Naturally poor old Coco died the death. No one was quite ready for this odd essay on suntan oil, but the formula may have been ahead of its time, both Heeley and Honore des Pres have done fairly well out of their coconut scents as far as I can tell. Perhaps de Nicolai should disinter Cococabana.
The second oddity was Manoumalia composed by the late Sandrine Videault and an ode to the tropical flowers she knew from her antipodal home. Manoumalia was the oddest white floral I’ve ever sniffed, never mind that jasmine and ylang ylang and tiare were supposed to be in there, the slightly camphoraceous pervasive notes, rubbery and dense and slightly fecal as well, were as uncompromisingly strange as all get out. I couldn’t fault this because it was a piece of perfume composition that I was certain was based on memory, rather like Diorissimo, only the reference was one I was entirely unfamiliar with, which can hardly count as criticism. How can you complain that something is unlikely if it exists?
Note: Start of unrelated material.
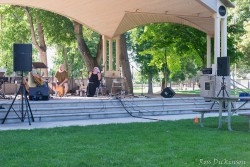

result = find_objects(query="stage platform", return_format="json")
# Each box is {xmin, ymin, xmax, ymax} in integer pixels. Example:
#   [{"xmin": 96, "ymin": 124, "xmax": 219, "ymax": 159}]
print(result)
[{"xmin": 0, "ymin": 95, "xmax": 248, "ymax": 126}]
Finally there is the success story: Guerlain’s Pamplelune. You might call this scent Guerlain’s oxymoron because “original Guerlain” usually is one. This however belonged to a brief period right around the turn of the century when the firm was producing experimental work, and Pamplelune may have been one of the most original productions.
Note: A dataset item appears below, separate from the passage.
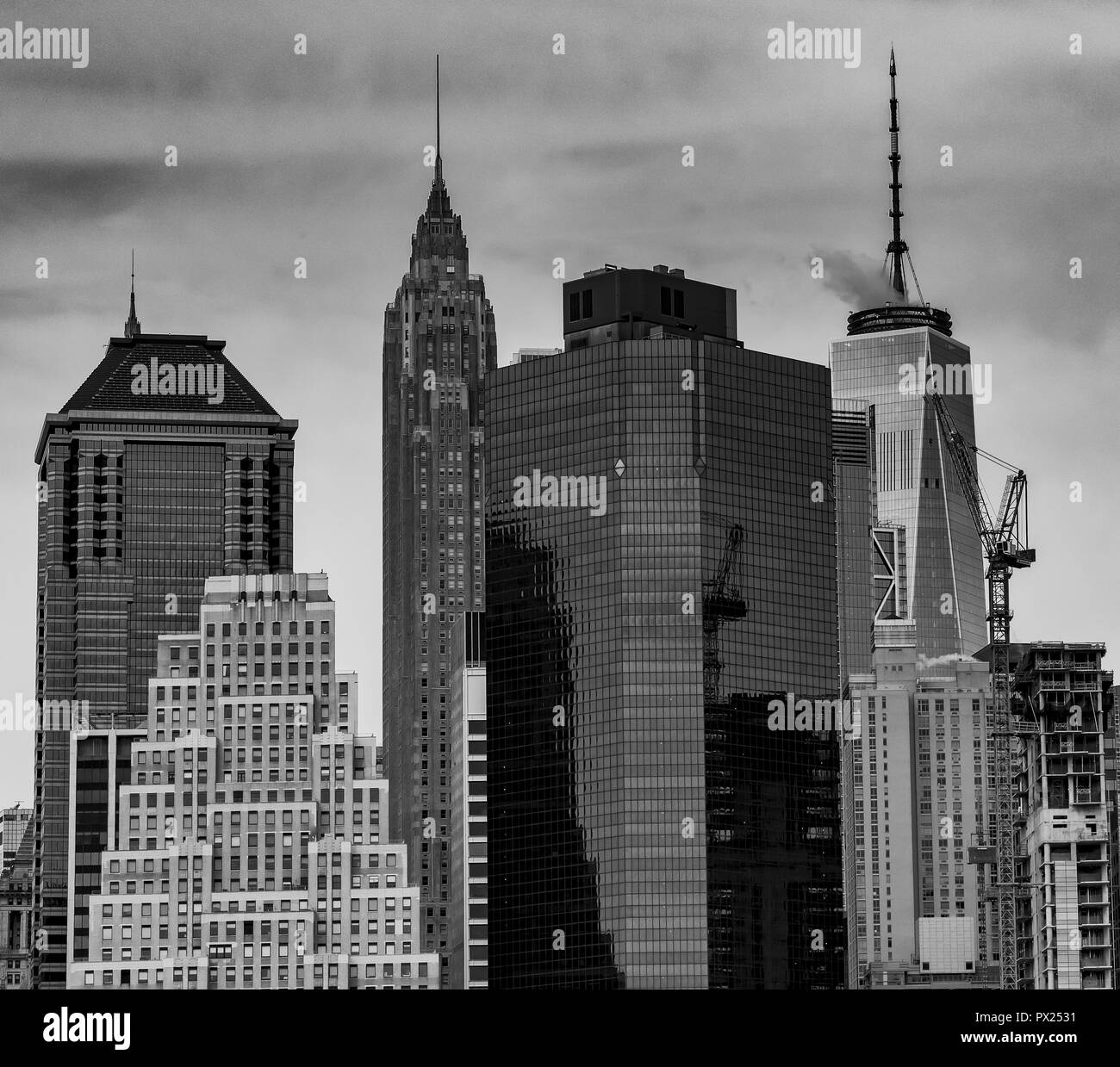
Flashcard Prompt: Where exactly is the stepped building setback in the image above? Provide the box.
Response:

This is enough of a success for most people to know that Pamplelune is grapefruit, grapefruit and petit grain and neroli, but the kicker is a weird combination of cassis and patchouli which gives Pamplelune this peculiarly heavy backbeat. Guerlain tried a similar tune again with citrus and a lot of patchouli in Philtre d’Amour. Philtre is a bitch slap of a fragrance if ever there was one, but good as it is, and I own a bottle, Philtre is just not quite the striking creature Pamplelune is. Sweet and bitter, dark but with an edge of wood and dark greenery from the cassis, Pamplelune is that unbeatable thing in perfumery, a paradox.
So have you ever come across a fragrance that struck you as completely original, and if so, would you actually wear it?